Zunächst könnte die institutionelle Stellung der Arbeitnehmervertretungen und -verbände verbessert werden. Erinnert sei an die möglichen Schwierigkeiten bei der Konstitution der Arbeitnehmervertretung. Eine obligatorische Arbeitnehmervertretung für Betriebe ab hundert Angestellten könnte dieses Problem abdämpfen. In grösseren Betrieben könnte die Zusammenarbeit zwischen der Arbeitgeberin und der Belegschaft institutionalisiert werden in Form einer aus Mitgliedern der Arbeitnehmervertretung und der Unternehmensleitung paritätisch zusammengesetzten Kommission für Arbeitssicherheit und Gesundheitsschutz. Zudem gäbe es die Option, dem Personal eine angemessene Vertretung im Verwaltungsrat zu gewähren. Bei der Schweizerischen Post haben zwei Gewerkschaften, die auch GAV-Parteien der Post sind, je einen Sitz im Verwaltungsrat (vgl. Art. 8 Abs. 3 POG).

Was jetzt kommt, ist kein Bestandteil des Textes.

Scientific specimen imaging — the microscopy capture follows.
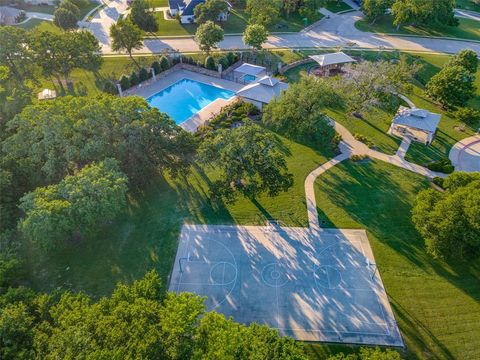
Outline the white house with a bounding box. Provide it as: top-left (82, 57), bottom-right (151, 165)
top-left (388, 106), bottom-right (441, 145)
top-left (168, 0), bottom-right (227, 24)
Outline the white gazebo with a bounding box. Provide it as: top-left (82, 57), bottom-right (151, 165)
top-left (388, 106), bottom-right (441, 145)
top-left (237, 75), bottom-right (288, 109)
top-left (38, 89), bottom-right (57, 100)
top-left (233, 63), bottom-right (267, 84)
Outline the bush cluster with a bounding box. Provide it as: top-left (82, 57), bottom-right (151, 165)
top-left (427, 159), bottom-right (455, 174)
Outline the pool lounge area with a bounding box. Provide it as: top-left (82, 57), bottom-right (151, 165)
top-left (128, 69), bottom-right (288, 132)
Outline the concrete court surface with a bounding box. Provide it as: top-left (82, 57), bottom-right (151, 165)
top-left (169, 225), bottom-right (403, 346)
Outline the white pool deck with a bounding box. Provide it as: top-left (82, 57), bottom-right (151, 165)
top-left (129, 70), bottom-right (245, 132)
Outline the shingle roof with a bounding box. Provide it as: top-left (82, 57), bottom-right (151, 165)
top-left (234, 63), bottom-right (267, 76)
top-left (309, 51), bottom-right (356, 66)
top-left (237, 76), bottom-right (288, 104)
top-left (392, 106), bottom-right (441, 133)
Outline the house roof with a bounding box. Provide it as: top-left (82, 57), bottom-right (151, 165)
top-left (392, 106), bottom-right (441, 133)
top-left (309, 51), bottom-right (356, 66)
top-left (233, 63), bottom-right (267, 76)
top-left (237, 76), bottom-right (288, 104)
top-left (168, 0), bottom-right (205, 16)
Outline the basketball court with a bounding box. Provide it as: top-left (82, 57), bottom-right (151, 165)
top-left (169, 225), bottom-right (403, 346)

Sodann ist eine Verbesserung der eigentlichen Mitwirkung möglich. Es könnte ein Anspruch festgehalten werden, dass die Arbeitgeberin nur im Beisein eines Arbeitnehmervertreters auf die Überwachungsdaten zugreift. Des Weiteren kann die wirksame Vertretung der Interessen aufgrund der komplexen Sachverhalte von People Analytics erhöhte Fachkenntnis voraussetzen, die die Arbeitnehmervertretung nicht immer hat. Deshalb ist ein Recht der Arbeitnehmervertretung auf Beizug eines internen oder externen Sachverständigen, wie dies das deutsche Recht vorsieht, prüfenswert. Sind diese beiden Vorschläge umgesetzt, ist zu reflektieren, ob die Einführung eines Mitentscheidungsrechts sachgerecht wäre.

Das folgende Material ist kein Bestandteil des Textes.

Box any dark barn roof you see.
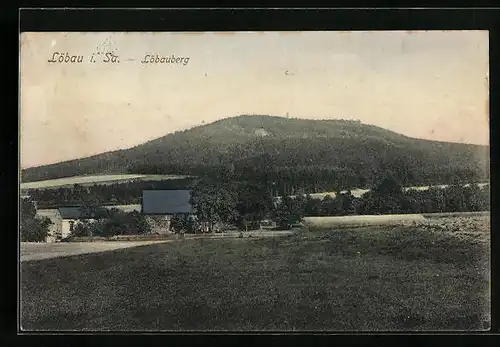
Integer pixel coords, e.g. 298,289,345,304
142,190,194,214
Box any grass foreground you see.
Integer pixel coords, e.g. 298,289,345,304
21,226,490,331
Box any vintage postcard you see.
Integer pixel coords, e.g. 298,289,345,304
19,31,491,332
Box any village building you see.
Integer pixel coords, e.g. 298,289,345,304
37,206,109,242
141,190,195,234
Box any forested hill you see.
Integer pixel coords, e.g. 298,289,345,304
22,116,489,187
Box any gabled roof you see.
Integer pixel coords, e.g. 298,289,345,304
142,190,194,214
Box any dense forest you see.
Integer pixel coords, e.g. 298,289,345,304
22,116,489,190
187,176,490,228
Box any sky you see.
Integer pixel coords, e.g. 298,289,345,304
20,31,489,168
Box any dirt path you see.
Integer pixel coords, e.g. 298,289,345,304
20,231,292,261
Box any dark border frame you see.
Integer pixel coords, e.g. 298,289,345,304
4,8,500,346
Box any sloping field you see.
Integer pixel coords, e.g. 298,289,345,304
20,226,490,332
21,174,189,189
304,211,490,229
291,183,489,200
20,240,172,261
304,214,425,228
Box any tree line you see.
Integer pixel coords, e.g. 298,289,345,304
180,177,490,229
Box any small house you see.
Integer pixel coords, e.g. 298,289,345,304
57,207,105,239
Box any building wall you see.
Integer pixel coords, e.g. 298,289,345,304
145,215,172,234
37,209,62,242
61,219,96,239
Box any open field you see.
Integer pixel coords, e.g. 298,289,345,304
291,183,489,200
21,174,188,189
21,217,490,331
20,230,293,261
304,211,490,228
20,240,172,261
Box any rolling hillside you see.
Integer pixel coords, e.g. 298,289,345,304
22,116,489,186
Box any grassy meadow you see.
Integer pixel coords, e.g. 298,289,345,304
21,174,191,189
21,225,490,331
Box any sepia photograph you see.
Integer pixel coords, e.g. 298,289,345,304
18,30,491,333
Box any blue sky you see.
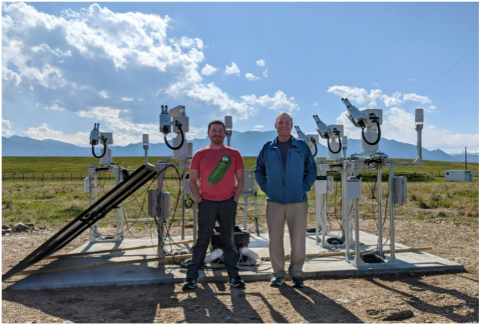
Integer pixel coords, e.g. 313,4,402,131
2,2,479,153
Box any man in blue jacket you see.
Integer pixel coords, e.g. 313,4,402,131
255,113,317,288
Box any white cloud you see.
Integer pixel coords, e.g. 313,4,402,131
403,93,432,103
170,36,203,50
187,83,258,120
382,95,403,107
245,73,259,81
242,91,300,112
2,2,298,128
2,118,15,136
257,60,265,66
225,62,240,75
327,86,382,108
424,106,438,113
202,64,218,75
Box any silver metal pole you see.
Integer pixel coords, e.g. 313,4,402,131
254,194,260,236
192,201,198,250
182,167,187,241
377,166,385,258
157,166,165,258
354,167,360,267
388,163,395,265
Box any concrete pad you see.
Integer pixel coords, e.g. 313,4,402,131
12,232,465,290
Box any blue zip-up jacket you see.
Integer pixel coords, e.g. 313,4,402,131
255,136,317,204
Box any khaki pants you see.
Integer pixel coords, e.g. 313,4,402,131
267,201,308,278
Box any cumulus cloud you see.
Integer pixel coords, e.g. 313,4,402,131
225,62,240,75
202,64,218,75
2,2,298,130
403,93,432,103
257,60,265,66
2,118,15,136
423,106,438,113
327,86,382,108
245,73,259,81
98,91,110,99
382,95,403,107
242,91,300,112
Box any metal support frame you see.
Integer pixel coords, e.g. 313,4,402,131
88,164,125,243
315,162,330,248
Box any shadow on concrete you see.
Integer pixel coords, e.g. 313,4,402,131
367,277,479,323
3,282,364,323
279,285,363,323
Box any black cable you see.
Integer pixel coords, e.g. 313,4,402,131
163,120,185,151
92,137,107,159
362,116,382,145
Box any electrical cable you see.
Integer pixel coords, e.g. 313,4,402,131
163,120,185,151
310,138,318,157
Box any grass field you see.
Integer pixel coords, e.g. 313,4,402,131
2,156,478,182
2,157,479,226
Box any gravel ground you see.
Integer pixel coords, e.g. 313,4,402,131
2,219,479,323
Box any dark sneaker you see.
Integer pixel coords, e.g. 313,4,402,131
182,278,197,291
270,276,285,286
292,277,305,288
228,277,245,288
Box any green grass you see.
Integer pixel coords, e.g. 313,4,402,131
2,157,479,226
2,156,479,182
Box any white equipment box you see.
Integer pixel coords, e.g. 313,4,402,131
347,177,362,199
393,177,408,205
445,170,473,182
315,176,327,194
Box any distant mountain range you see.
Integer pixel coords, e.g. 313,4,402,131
2,130,479,163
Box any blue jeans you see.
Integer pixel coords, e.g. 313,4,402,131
187,198,238,280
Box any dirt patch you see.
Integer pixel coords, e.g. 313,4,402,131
2,219,479,323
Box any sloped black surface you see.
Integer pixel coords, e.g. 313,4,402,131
2,164,157,281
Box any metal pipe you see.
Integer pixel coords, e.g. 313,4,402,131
243,197,248,230
182,167,187,240
388,165,395,264
377,166,384,258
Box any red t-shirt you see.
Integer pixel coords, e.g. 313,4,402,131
190,146,245,201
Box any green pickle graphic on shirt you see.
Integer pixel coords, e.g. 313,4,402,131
208,155,232,186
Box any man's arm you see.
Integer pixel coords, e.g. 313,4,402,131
255,146,267,193
190,169,202,204
233,169,245,203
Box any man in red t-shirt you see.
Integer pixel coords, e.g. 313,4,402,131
183,120,245,290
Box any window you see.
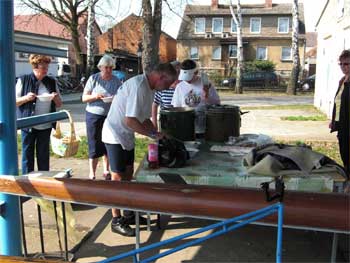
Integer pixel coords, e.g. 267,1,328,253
337,0,344,18
190,47,199,59
231,19,237,33
281,47,292,60
250,17,261,33
194,17,205,34
18,52,30,60
278,17,289,33
212,46,221,60
212,18,224,33
228,45,237,58
256,47,267,60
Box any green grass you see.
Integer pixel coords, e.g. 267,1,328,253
281,115,327,121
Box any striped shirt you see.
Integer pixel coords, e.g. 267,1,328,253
154,89,175,110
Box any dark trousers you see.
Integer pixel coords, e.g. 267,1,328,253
338,132,350,177
22,128,51,174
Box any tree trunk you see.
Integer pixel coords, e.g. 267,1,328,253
86,0,95,79
142,0,162,72
287,0,300,95
230,0,244,94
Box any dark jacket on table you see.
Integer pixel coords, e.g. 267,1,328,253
331,77,350,134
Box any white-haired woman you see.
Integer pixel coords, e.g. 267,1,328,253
82,55,121,180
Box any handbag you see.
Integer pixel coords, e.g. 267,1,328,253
51,110,81,157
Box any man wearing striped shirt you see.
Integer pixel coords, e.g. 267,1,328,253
152,61,180,130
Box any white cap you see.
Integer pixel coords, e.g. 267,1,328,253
178,68,197,81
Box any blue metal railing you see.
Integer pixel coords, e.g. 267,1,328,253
99,203,284,263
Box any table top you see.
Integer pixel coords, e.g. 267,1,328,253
135,143,341,192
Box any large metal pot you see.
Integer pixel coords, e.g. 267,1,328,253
205,105,241,142
160,107,195,141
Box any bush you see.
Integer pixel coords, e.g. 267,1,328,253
244,60,276,72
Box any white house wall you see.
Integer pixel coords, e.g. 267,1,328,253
314,0,350,117
15,32,70,77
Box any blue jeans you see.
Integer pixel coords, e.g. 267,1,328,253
21,128,51,174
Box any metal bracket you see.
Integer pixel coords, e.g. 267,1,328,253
260,177,285,202
0,201,6,216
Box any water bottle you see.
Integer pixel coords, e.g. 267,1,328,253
148,141,159,169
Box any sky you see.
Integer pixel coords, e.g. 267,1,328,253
14,0,327,38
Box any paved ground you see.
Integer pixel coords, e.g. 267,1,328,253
18,92,350,263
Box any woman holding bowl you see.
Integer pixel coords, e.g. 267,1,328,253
82,55,121,180
16,54,62,174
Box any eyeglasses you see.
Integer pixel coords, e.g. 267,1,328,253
38,64,49,70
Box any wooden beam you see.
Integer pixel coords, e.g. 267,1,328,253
0,256,67,263
0,176,350,232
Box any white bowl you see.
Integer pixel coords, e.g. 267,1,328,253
101,96,113,103
36,94,53,101
184,141,201,149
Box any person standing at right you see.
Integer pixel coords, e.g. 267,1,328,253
329,49,350,178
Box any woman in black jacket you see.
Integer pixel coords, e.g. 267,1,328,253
330,50,350,178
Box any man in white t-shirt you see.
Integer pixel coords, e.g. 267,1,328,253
102,63,177,236
171,59,220,138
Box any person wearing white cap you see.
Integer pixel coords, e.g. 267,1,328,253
171,59,220,138
152,60,181,130
171,59,220,108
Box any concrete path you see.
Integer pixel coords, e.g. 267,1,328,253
18,95,349,263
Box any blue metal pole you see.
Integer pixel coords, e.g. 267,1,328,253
0,0,22,256
276,203,284,263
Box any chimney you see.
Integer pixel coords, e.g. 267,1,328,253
211,0,219,9
265,0,272,8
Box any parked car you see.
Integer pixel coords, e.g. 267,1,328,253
222,71,278,88
298,74,316,91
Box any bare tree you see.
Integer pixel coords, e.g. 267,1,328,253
142,0,162,72
230,0,244,93
20,0,99,76
86,0,95,77
287,0,300,95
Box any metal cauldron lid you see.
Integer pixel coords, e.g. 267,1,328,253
160,107,194,113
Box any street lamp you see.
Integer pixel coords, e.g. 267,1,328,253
136,43,142,74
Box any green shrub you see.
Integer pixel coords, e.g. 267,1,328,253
17,135,150,162
208,70,224,86
244,60,276,72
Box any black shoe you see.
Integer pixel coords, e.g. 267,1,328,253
125,216,147,225
111,218,135,237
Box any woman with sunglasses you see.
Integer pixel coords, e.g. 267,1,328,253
330,49,350,178
16,54,62,174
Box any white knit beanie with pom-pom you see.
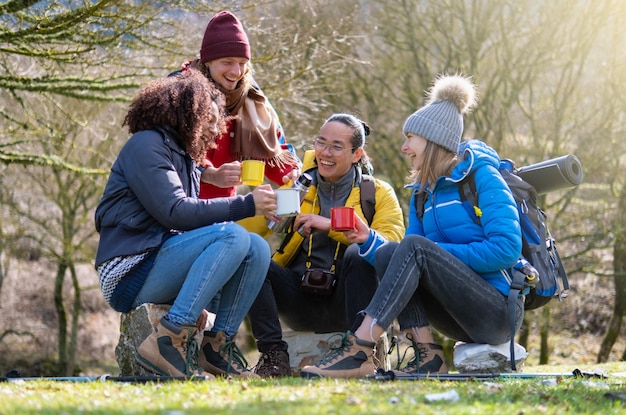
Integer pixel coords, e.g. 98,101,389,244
402,75,476,153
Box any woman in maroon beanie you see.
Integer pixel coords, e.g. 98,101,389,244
178,11,300,199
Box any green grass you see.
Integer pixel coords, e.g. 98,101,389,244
0,363,626,415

Schliesslich ist zu überlegen, ob ein Verstoss gegen die Mitwirkungsrechte sanktioniert werden sollte. Als Sanktionen könnten verwaltungsstrafrechtliche Bussen gesetzlich vorgesehen werden. Dies würde einen rechtssystematischen Wandel weg von einem privatrechtlich, hin zu einem öffentlich-rechtlich konzipierten MitwG bedeuten.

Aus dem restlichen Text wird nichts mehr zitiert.